Migration harus diperlakukan sebagai production workflow, bukan hanya SQL script.
3. Types of Data Change
Common change types:
| Change type | Example |
|---|---|
| Additive schema | Add nullable column. |
| Contract-breaking schema | Rename/drop column. |
| Data backfill | Populate billing_account_id on existing orders. |
| Semantic migration | Change status meanings. |
| Split entity | Split customer account into account + billing account. |
| Merge entity | Merge duplicated customer records. |
| Historical correction | Fix product activation date. |
| Ownership migration | Move billing account ownership to billing service. |
| Event schema migration | Add/rename event field. |
| Projection rebuild | Rebuild read model from events/source tables. |
| External system migration | Map legacy IDs to new IDs. |
Each type needs different risk management.
4. Expand and Contract Pattern
Zero-downtime schema evolution often uses expand/contract.
Phase 1 — Expand
Add new schema without breaking old code.
Add nullable new column/table.
Add new code that can write both old and new.
Keep old readers working.
Phase 2 — Backfill
Populate new data for old rows.
Backfill new column/table in batches.
Validate old vs new consistency.
Phase 3 — Switch reads
New code reads from new schema.
Shadow-read compare old/new.
Then switch primary read path.
Phase 4 — Contract
Remove old schema only after all clients/code are migrated.
Stop writing old.
Wait compatibility window.
Drop old column/table.
Do not rename/drop columns in one deploy if multiple app versions may run.
5. Compatibility Window
Compatibility window is period where old and new code/data coexist.

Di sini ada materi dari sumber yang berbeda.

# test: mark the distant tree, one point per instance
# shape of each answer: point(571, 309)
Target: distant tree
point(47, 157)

During compatibility window:
- old app version can still run,
- new app version can still read old data,
- event consumers tolerate old/new schema,
- API clients tolerate added fields,
- backfill may be incomplete,
- read logic handles null/missing new fields,
- write logic may dual-write.
Model explicitly:
schema_change
- id
- change_code
- expand_deployed_at
- backfill_started_at
- backfill_completed_at
- read_switched_at
- contract_deployed_at
- compatibility_status
6. Migration State Model
Migration should have status.
data_migration
- id
- migration_code
- migration_type
- target_entity
- status
- owner_group
- started_at
- completed_at
- failed_at
- rollback_strategy
- correlation_id
Statuses:
PLANNED
EXPAND_DEPLOYED
BACKFILL_RUNNING
BACKFILL_PAUSED
BACKFILL_COMPLETED
VALIDATION_RUNNING
VALIDATED
READ_SWITCHED
CONTRACT_READY
CONTRACT_DEPLOYED
FAILED
ROLLED_BACK
CANCELLED
This makes migration visible and operable.
7. Migration Batch Model
Backfill should run in batches.
data_migration_batch
- id
- migration_id
- batch_number
- range_start
- range_end
- status
- row_count
- success_count
- failure_count
- started_at
- completed_at
- error_message
Why batches:
- avoid long transactions,
- avoid large locks,
- support retry,
- limit blast radius,
- monitor progress,
- pause/resume,
- handle failed records separately.
Do not update millions of production rows in one unbounded transaction unless fully tested and safe.
8. Idempotent Backfill
Backfill must be idempotent.
Running it twice should not corrupt data.
Bad:
update charge set amount = amount + 10 where ...
Better:
update charge
set normalized_amount = source_amount
where normalized_amount is null
and migration_code = '...';
Or deterministic derivation:
new_value = function(old_row, reference_data, version)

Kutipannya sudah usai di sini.